15 Aug 2020 - John Z. Li

With following code

    char a[10];
    scanf("%9s", a);
    printf("%s\n", a); // compiled to calling "puts" by the compilers
    memset(a, 0, sizeof a); // REMOVED by the compilers

if turning on compiler optimization with -O2, It is very likely that the memset function call will be removed.

This is due to an compiler optimization called dead code removal. If a compiler sees that the char array is not going to be used in following code (like being written in, or being printed to the screen, or being sent via socket, etc.), it deduces that the memset function call is unnecessary, thus removes it from generated object file.

If the char array is reused in following code for other purposes, but the compiler again can prove that its content will soon be overwritten, the compiler might also conclude that the memset is unnecessary, for if the content of the array will be overwritten anyway, whey bother firstly memseting its elements to zeros, only to be overwritten next.

Problem is, this optimization is sometimes not what a programmer would expect. For example, if the memset function is called in a security sensitive context to zeroize sensitive information like user passwords, it is undesirable for it to be optimized away.
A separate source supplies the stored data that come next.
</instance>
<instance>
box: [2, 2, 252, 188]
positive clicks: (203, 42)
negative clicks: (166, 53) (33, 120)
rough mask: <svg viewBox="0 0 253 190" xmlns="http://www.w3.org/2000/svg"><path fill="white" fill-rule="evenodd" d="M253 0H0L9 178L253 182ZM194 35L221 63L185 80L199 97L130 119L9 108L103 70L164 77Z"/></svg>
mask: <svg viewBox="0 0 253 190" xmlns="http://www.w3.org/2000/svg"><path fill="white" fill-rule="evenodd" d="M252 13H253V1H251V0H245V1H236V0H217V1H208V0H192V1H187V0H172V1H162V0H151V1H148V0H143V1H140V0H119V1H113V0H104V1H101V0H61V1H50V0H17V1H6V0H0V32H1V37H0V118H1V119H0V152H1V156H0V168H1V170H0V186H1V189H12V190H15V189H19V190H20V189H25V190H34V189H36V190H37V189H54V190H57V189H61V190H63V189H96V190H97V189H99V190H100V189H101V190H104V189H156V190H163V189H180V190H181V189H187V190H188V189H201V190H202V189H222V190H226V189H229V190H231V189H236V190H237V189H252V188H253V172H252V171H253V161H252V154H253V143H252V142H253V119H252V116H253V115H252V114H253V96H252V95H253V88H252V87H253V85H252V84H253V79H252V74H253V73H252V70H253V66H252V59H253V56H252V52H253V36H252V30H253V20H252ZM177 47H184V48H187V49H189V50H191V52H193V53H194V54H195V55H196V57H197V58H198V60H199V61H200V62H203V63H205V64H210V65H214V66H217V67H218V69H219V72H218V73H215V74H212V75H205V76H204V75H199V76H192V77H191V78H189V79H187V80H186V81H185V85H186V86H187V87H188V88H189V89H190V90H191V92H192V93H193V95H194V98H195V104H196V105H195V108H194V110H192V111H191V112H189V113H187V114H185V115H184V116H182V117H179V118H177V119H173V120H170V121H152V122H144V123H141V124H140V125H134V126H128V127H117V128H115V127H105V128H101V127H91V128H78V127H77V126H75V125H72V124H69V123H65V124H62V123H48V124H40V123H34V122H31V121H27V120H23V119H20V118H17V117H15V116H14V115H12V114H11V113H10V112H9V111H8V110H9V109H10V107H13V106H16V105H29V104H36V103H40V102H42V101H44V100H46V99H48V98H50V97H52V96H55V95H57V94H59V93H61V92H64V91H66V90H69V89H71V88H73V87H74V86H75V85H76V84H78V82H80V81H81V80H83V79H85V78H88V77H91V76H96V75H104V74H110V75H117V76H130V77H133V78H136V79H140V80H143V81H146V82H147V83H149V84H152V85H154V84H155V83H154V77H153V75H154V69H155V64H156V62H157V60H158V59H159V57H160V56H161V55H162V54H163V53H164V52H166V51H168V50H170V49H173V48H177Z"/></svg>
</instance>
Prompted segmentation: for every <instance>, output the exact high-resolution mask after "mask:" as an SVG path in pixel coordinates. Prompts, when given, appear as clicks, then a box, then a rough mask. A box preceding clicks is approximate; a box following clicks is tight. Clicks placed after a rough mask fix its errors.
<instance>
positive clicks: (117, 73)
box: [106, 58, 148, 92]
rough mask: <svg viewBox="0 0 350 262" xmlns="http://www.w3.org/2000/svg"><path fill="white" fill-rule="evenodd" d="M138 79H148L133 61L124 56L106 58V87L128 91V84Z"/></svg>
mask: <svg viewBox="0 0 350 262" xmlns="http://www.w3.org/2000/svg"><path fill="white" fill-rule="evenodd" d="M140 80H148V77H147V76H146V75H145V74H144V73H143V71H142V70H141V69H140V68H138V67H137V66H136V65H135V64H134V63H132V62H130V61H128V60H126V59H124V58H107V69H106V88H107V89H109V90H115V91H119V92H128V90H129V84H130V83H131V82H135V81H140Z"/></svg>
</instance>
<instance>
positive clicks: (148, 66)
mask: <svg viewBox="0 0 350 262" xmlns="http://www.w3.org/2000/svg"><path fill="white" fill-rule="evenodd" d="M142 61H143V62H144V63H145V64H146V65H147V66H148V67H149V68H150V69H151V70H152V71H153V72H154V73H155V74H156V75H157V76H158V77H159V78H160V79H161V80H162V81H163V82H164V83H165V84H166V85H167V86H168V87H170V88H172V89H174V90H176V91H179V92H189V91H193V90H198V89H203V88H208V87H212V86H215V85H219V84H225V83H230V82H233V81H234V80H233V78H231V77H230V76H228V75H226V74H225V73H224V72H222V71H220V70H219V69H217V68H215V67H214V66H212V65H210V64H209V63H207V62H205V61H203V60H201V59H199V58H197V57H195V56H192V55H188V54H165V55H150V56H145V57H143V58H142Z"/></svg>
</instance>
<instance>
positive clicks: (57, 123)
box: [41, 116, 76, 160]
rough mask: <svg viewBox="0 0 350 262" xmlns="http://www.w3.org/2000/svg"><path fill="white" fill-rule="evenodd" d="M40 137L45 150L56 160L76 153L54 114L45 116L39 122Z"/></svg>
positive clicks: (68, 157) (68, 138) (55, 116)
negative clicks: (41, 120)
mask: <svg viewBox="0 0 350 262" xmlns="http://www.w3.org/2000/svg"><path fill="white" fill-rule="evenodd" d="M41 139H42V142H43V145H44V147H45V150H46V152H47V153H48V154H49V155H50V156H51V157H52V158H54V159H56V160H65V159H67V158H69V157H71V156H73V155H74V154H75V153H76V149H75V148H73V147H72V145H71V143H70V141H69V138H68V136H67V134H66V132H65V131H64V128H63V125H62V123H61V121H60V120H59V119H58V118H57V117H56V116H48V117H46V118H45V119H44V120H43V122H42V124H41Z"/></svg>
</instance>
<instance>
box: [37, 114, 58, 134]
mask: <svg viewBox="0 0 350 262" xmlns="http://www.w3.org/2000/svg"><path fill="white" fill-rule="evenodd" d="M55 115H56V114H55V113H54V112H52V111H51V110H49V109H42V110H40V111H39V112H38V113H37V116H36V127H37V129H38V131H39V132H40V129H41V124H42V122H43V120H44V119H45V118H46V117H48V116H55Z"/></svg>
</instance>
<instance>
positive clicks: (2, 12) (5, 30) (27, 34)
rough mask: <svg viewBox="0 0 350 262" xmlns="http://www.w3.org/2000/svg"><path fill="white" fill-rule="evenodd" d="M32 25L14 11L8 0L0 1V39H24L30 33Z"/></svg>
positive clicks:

To force memset actually to be executed, we can define the following memset replacement:

    void memset_s(volatile char * p, int value, size_t num){
    	int i;
    	for(i=0; i<num; ++i)
    		{*(p+i)=value;
    	}
    }

Because the function memset_s takes a pointer to volatile char as its first parameter, writing to the pointed char array cannot be optimized away.

Actually, C11 introduced a function memset_s with the signature

     errno_t memset_s( void *dest, rsize_t destsz, int ch, rsize_t count );

The C11 standard mandates that this function won’t be optimized away by the compiler.